Old Mutual heading to court over barred CE
Old Mutual said on Monday that it would be filing appropriate appeal papers in the next few days after it barred sacked Chief Executive, Peter Moyo, from returning to work, despite the South Gauteng High Court ordering the group to do so last week.
The 174-year-old insurer prevented Moyo from going to work, despite Friday’s order that rejected its efforts to keep him out of his job. Old Mutual said it was within its rights to bar Moyo from getting his job back.
“Old Mutual will be filing the appropriate appeal papers in the next few days and will let you know when we have been granted a date for the hearing and which court will hear it. Old Mutual representatives have the full authority of the board to enforce the second notice of termination and take all the related steps,” the company said.
Moyo’s triumphant return to the company's Sandton office yesterday was short-lived after Old Mutual’s legal team informed him that the further notice of termination it gave to him last month stood and Old Mutual’s contractual rights remained intact.

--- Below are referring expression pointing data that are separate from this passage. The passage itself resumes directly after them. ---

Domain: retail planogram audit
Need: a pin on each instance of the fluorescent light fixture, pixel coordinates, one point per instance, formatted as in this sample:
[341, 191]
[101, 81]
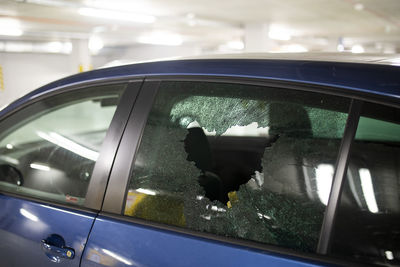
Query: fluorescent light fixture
[39, 166]
[389, 255]
[36, 47]
[55, 47]
[28, 215]
[161, 38]
[279, 33]
[295, 48]
[368, 190]
[69, 145]
[357, 49]
[56, 3]
[358, 6]
[117, 257]
[116, 15]
[146, 191]
[235, 45]
[11, 31]
[324, 176]
[95, 44]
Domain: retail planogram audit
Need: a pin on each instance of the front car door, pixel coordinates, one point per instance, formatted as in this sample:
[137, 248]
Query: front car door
[55, 156]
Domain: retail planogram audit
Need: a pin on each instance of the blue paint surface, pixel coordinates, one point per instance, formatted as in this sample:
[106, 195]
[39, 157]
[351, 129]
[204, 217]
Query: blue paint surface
[23, 224]
[119, 243]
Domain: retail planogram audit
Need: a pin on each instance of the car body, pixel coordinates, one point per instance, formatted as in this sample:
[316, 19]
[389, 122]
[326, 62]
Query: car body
[226, 161]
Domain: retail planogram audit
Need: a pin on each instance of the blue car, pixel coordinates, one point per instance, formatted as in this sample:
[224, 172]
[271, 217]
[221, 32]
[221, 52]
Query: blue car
[241, 160]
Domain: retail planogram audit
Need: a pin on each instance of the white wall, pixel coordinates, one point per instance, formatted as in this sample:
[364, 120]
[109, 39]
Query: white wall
[24, 72]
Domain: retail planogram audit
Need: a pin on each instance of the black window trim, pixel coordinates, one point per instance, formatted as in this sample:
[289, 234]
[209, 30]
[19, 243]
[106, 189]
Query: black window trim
[114, 200]
[109, 142]
[339, 177]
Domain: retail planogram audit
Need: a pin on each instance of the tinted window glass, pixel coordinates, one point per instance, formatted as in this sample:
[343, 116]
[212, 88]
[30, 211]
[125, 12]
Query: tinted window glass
[368, 220]
[239, 161]
[48, 150]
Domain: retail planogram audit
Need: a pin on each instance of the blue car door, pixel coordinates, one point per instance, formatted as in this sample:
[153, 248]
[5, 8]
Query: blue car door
[56, 151]
[218, 173]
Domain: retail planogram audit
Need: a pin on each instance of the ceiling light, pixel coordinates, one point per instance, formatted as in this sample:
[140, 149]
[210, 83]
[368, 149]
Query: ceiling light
[357, 49]
[161, 38]
[389, 255]
[235, 45]
[116, 15]
[279, 33]
[11, 32]
[95, 44]
[358, 6]
[293, 48]
[10, 27]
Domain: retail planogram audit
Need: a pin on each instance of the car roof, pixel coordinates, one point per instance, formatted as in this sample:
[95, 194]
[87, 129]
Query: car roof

Moyo was unceremoniously axed in June when the board cited a material breakdown of trust and confidence in him. He was placed on suspension a month earlier amid alleged conflict of interest in the NMT Group, an investment company he co-founded.
Last month, the insurer gave a further notice of termination in an open letter to shareholders, in which it said it was clearly in the best interests of the company and its stakeholders that the employment relationship with Moyo should come to an end.
On Friday, Judge Brian Mashile dismissed Old Mutual’s application for a declaratory order seeking to prevent Moyo from returning to work. But the insurer said yesterday the validity of the letter was not the subject of the court hearing.
It said the court heard an application brought by Moyo in terms of Rule 6(5)(e) for leave to introduce further evidence and for further declaratory relief.
Eric Mabuza, lawyer for Moyo, 56, said it was disappointing that the insurer had failed to abide by the rule of law. “In the end, sanity will prevail on Old Mutual and Moyo will be allowed to take his position as chief executive,” Mabuza said, adding that he was no longer shocked by Old Mutual. “They (Old Mutual) will go to lengths to prevent Moyo from going back to work,” said Mabuza.
“Moyo came to work, because we would not allow Old Mutual to break the law. Their lawyers told us we are not allowed, and we asked them for legal resolution, and they failed to produce legal resolution,” said Moyo.